3ms for a disk drive isn't something you should plan to. 3ms is assuming a 15k drive with little to no workload. Under load your likely 10ms and under heavy load you may be seeing 20+. SATA drives? 5ms best case, under load with anything but sequential workloads and you might as well just take the afternoon off.
It says 3ms for a "disk seek", not a disk IO. It's definitely misleading, but not totally wrong. An average disk seek time of 3 or 4ms is pretty common. The rotational latency will be another few ms which is how we arrive at your number of 10ms, which is the total time of the IO.
With hard drives, the main factors are how random (in terms or random access) the workload is, read/write distribution, IO size, and queue depth.
Some assorted facts:
Rotational latency -- The most common hard drive models are 7200 RPM. That is 120 rotations per second, or 1 rotation per 8.33 milliseconds. So, all things being equal, the average rotational latency will be half of that (best case: 0, worse case: 8.33 ms).
Seek time -- The most common hard drive models have 1 head on an actuator (though multi-actuator models are being developed). The actuator has to physical move the head across the surface of the platters so that it's over the bits you want. The worst case seek time is around 8ms on a typical hard drive, for an average of 4ms. The less random your workload is, that is, the smaller subset of the disk you are touching, the smaller your seek time will be.
IO size -- the amount of data you can read in a single hard drive rotation actually depends on where on the platter it is. If it's on the outer diameter of the drive, it might be e.g. 2MB, but on the inside diameter, only 1MB. For the reason you can actually get significantly higher throughput when reading from the outside diameter (typically the lower LBAs). Once you start doing even larger IOs, you're talking about waiting for multiple rotations for the IO to complete, which equals more time.
Read/Write distribution -- Hard drives have buffers on them to absorb writes, and it is asynchronously flushed in a very efficient manner (either when the hard drive is not doing anything, or is on the way to do another IO and happens to pass over the right part of the disk).

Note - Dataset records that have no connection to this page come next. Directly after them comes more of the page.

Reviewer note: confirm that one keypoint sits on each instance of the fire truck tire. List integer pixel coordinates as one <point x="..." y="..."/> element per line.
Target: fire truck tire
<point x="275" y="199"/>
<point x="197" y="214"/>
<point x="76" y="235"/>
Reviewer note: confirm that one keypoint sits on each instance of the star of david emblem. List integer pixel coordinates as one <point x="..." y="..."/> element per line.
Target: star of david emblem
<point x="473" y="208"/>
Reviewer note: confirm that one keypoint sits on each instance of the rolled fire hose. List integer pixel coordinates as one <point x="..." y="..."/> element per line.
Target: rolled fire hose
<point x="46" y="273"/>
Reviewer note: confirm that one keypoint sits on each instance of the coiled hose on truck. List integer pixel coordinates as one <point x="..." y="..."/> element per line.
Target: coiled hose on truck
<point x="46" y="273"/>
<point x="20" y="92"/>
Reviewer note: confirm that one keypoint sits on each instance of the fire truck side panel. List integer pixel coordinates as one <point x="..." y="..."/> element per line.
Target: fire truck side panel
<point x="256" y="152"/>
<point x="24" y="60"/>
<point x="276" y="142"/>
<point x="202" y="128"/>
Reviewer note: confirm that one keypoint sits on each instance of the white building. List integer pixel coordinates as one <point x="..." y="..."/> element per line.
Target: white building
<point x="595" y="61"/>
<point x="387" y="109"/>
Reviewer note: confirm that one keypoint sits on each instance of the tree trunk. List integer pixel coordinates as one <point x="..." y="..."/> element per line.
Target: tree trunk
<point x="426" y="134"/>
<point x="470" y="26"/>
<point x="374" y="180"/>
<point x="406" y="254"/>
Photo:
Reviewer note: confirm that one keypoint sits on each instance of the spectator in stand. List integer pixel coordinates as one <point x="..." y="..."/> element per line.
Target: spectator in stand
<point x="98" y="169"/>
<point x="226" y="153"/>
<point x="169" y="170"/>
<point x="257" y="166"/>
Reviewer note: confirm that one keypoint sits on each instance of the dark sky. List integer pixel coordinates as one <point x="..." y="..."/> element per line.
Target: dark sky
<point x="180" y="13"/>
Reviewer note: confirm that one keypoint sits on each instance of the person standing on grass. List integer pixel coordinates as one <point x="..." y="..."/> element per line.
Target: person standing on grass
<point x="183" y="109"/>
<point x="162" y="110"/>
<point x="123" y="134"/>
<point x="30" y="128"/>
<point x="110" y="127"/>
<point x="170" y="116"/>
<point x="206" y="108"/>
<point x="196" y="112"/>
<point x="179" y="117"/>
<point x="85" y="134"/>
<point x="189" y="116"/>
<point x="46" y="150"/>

Queue depth -- Hard drives allow you to enqueue multiple concurrent IOs (most commonly from different threads/processes). SATA allows for a maximum of 32 concurrent IOs, whereas NVMe goes all the way up to 65K. Usually with an HDD though, you'll be on SATA. The number of concurrent IOs is referred to as the queue depth. You can improve your average latency by increasing queue depth, at the cost of peak latency. The reason for this is that hard drives will re-order queued IOs to reduce rotational latency and seek time. For example, imagine you issue 4 concurrent reads to LBAs 0, 10, 2, 5. The drive will likely reorder this to 0, 2, 5, 10 so that it doesn't have to spend as much time seeking. This will reduce the average latency, but the at particularly high queue depths, a particularly unlucky IO might get deprioritized for 100+ ms. If you care a lot about peak latency, bound your queue depth to 4 or so.